Nach dem Lauf durch die Papiertrocknungsmaschine ist kein Tropfen Wasser mehr übrig Foto: Leif Piechowski

Bei Scheufelen in Oberlenningen entsteht seit 1856 blütenreines Papier in Premiumqualität

Oberlenningen - Mit einem lauten und nassen „Platsch!“ fallen die quaderförmigen Ballen aus Zellstoff in den riesigen Rührbehälter, in dem Tausende Liter Wasser sprudeln. Im Nu verbindet sich die weiße Masse zu einem undurchsichtigen Brei. „Wer hier hineinfällt, von dem bleibt definitiv nichts mehr übrig“, sagt die Marketingverantwortliche Irmgard Glanz von der Papierfabrik Scheufelen in Oberlenningen auf der Schwäbischen Alb. Wer einen Blick in die blubbernd schäumende Tiefe wirft, glaubt ihr aufs Wort.

Doch in dem Topf sollen ja schließlich auch keine Menschen verschwinden, sondern aus jener Masse, die zu einem Prozent aus Zellstoff und zu 99 Prozent aus Wasser besteht, soll hochwertiges Papier entstehen. Kaum vermag man sich vorzustellen, wie das am Ende gehen soll, und doch geht es – und zwar in rasender Geschwindigkeit. „Vom Zellstoff-Wasser-Brei bis zum fertigen Papier braucht es gerade einmal drei Minuten“, sagt Irmgard Glanz. Im Grunde seien die sogenannten Papier-Partien riesige Wasser-Entzugsmaschinen, die mit einer Geschwindigkeit von etwa 20 Kilometern pro Stunde arbeiten.

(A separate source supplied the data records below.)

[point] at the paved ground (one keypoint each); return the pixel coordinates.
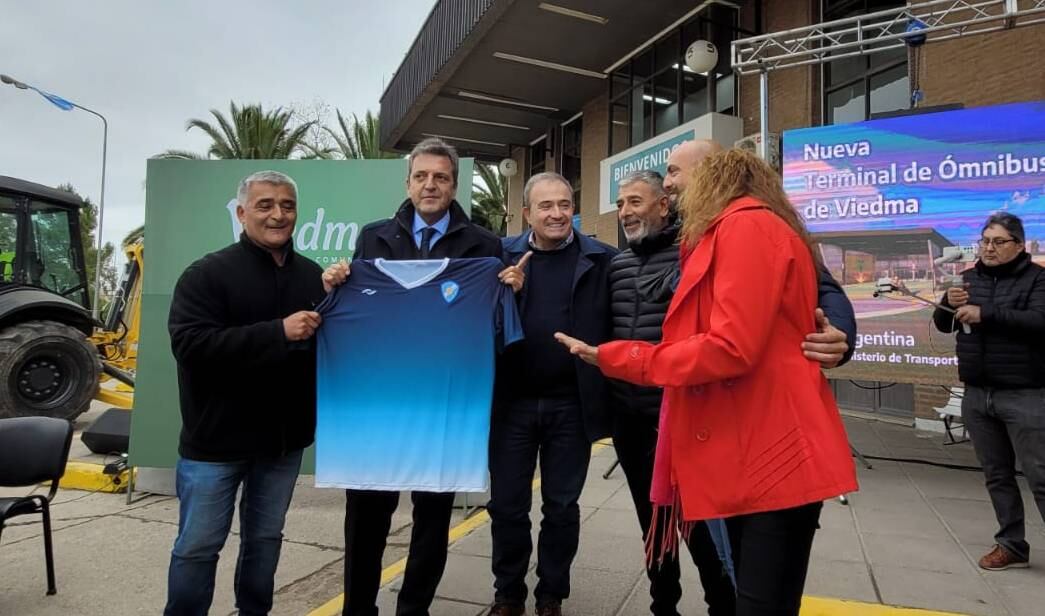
(909, 538)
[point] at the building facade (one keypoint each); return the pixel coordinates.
(565, 85)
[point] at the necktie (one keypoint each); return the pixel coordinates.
(426, 234)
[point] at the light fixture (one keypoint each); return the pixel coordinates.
(656, 99)
(549, 65)
(479, 121)
(573, 13)
(464, 139)
(488, 98)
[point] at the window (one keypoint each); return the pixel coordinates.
(51, 258)
(654, 91)
(571, 159)
(537, 157)
(859, 86)
(8, 238)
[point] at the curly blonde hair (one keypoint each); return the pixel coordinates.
(729, 175)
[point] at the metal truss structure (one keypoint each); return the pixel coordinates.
(930, 21)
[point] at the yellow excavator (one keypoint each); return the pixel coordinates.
(54, 358)
(117, 340)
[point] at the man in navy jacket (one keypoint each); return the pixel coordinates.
(549, 406)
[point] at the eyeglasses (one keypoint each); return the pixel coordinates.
(996, 242)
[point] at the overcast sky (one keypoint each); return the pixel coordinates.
(149, 65)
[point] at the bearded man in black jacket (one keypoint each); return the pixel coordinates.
(642, 286)
(241, 329)
(1001, 361)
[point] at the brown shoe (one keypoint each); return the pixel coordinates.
(999, 559)
(506, 610)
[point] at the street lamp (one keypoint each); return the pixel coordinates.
(68, 106)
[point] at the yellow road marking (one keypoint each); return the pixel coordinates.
(826, 607)
(810, 606)
(91, 478)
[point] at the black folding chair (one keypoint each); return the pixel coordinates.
(33, 450)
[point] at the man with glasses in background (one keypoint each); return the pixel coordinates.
(1001, 361)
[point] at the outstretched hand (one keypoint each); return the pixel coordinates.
(579, 347)
(514, 276)
(828, 345)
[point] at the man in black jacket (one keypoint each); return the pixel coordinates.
(640, 302)
(1001, 362)
(241, 329)
(430, 224)
(549, 405)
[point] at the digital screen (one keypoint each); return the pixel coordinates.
(898, 205)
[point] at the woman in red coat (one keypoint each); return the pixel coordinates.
(749, 430)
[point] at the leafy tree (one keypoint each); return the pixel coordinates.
(249, 132)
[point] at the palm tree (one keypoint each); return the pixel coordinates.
(489, 199)
(248, 133)
(356, 139)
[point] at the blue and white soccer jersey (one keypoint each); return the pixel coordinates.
(404, 373)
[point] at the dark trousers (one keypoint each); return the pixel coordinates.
(368, 518)
(770, 552)
(1005, 426)
(634, 439)
(551, 430)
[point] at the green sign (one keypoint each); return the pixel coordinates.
(190, 211)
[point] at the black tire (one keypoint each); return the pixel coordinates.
(47, 369)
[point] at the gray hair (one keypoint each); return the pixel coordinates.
(1011, 223)
(544, 177)
(648, 177)
(268, 178)
(433, 146)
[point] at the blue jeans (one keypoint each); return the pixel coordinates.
(207, 492)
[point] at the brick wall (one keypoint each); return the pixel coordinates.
(985, 69)
(793, 92)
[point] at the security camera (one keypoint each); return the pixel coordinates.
(508, 167)
(701, 56)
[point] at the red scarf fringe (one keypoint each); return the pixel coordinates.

15 Sekunden dauert die Entwässerung des Papiers

Zunächst tropft das Wasser in der Siebpartie aus dem Brei. Dann wird der Stoff in der Pressenpartie ausgewrungen und gepresst, anschließend wird Dampf in der Trockenpartie auf das Papier gegeben. Dieser Entwässerungsprozess dauert gerade einmal 15 Sekunden. Doch auch wenn sich das spektakulär anhört: Das alles ist kein Hexenwerk, denn nun erst kommt die eigentliche Kunst des Papiermachens: das Streichen. „Wir stellen nur hochwertiges, gestrichenes Papier her – und das bedeutet, dass wir auf das Papier weiße Farbe wie beim Tapezieren auftragen und diese anschließend mit einem Spatel wieder gleichmäßig abtragen“, erklärt Vertriebs- und Marketingchef Udo Hollbach. Das Ergebnis des kompletten Prozesses liegt am Ende in riesigen Papierrollen in den unterirdischen Hallen der Fabrik, bevor die Bögen schließlich zurechtgeschnitten und in Stapel verpackt an die internationalen Kunden verschickt werden.

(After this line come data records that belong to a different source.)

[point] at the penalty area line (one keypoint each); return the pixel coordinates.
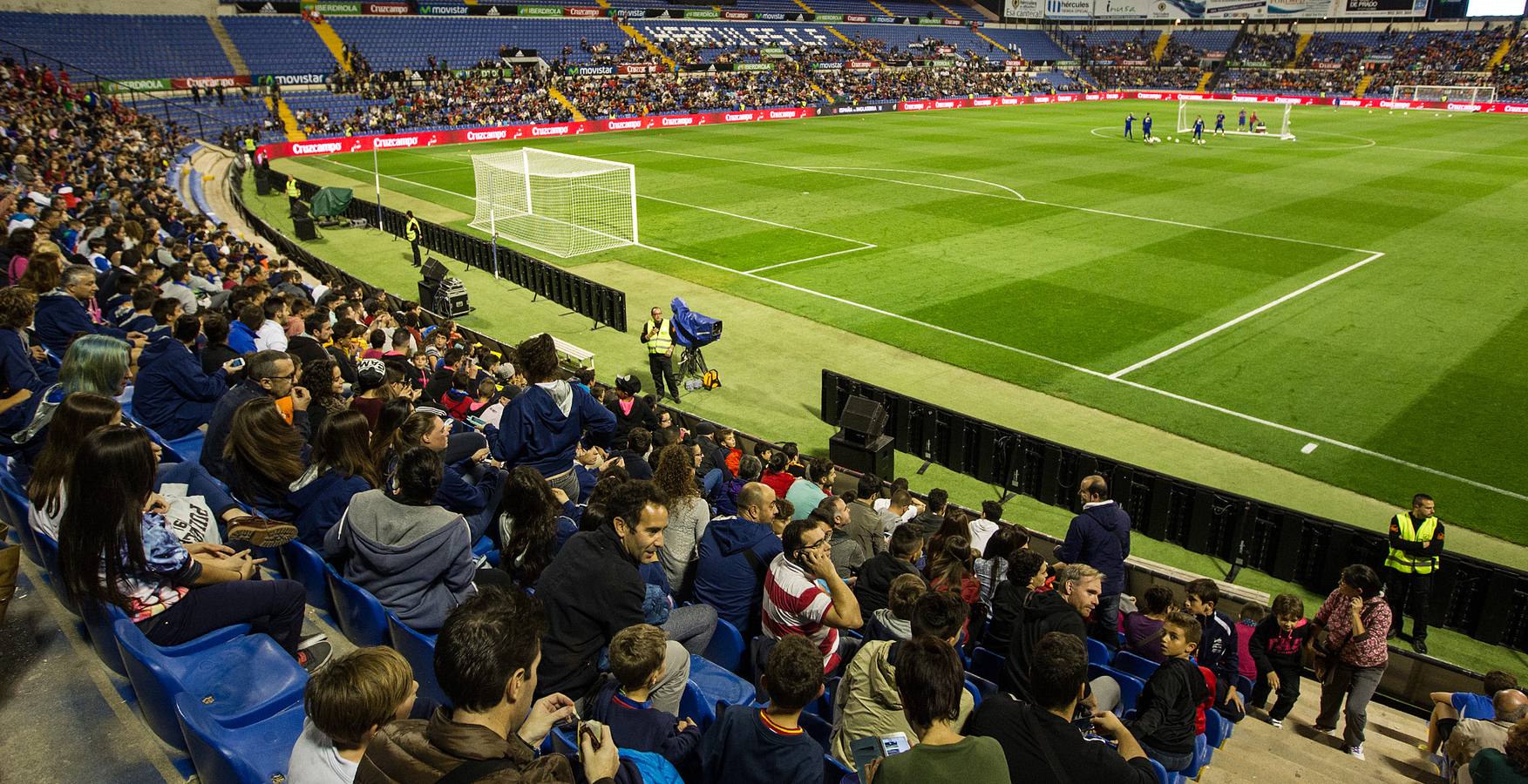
(1105, 376)
(1244, 317)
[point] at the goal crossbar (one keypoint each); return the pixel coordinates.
(1273, 117)
(555, 202)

Hauptsächlich mattes Papier ab einem Gewicht von 115 Gramm pro Quadratmeter wird in Oberlenningen hergestellt, aber natürlich gibt es auch die glänzende Version. Wie der Glanz auf die matte Oberfläche kommt, ist schnell erklärt: „Der Kalander ist eine Art Bügelmaschine und beheizt das Papier, und schon hat man den Glanz-Effekt“, sagt Hollbach. Die Nachfrage nach dieser Art von Papier sei allerdings nicht sehr hoch, weil das Lesen auf einem solchen Papier die Augen mehr anstrenge und sich die Schrift zu sehr spiegele.

Pro Papiermaschine produziert das ehemalige Familienunternehmen, das 1855 gegründet und 2011 vom niederländischen Konzern Paper Excellence aufgekauft wurde, 300 Tonnen Papier am Tag. Verwendet wird das Bilderdruck- und Premiumpapier schließlich für Broschüren, Kataloge, Geschäftsberichte, Kalender und Bücher.

1000 Karpfen für die Reinigung des Abwassers

Und während sich das Unternehmen bei der eigentlichen Produktion auf seine Maschinen verlässt, sind bei der Wiederaufbereitung des ausgepressten Abwassers auch Tiere mit von der Partie. Denn bis Mitte der 70er Jahre sei das Thema Abwasser zwar durchaus schwierig gewesen, betont Irmgard Glanz. Heute jedoch wisse man genau, wie man das verschmutzte Wasser biologisch wieder sauber bekomme. „Dafür gibt es verschiedene maschinelle Stufen, aber die letzte gestalten unsere derzeit rund 1000 Karpfen, die das Wasser auf ihre Art reinigen“, erklärt sie.

Bestens gehe es den Tieren in ihrem Bassin – und wenn nicht gerade ein Fischreiher vorbei käme, lebten sie mitunter viele Jahre in ihrem Teich in Oberlenningen. Mit Blick auf die Berge.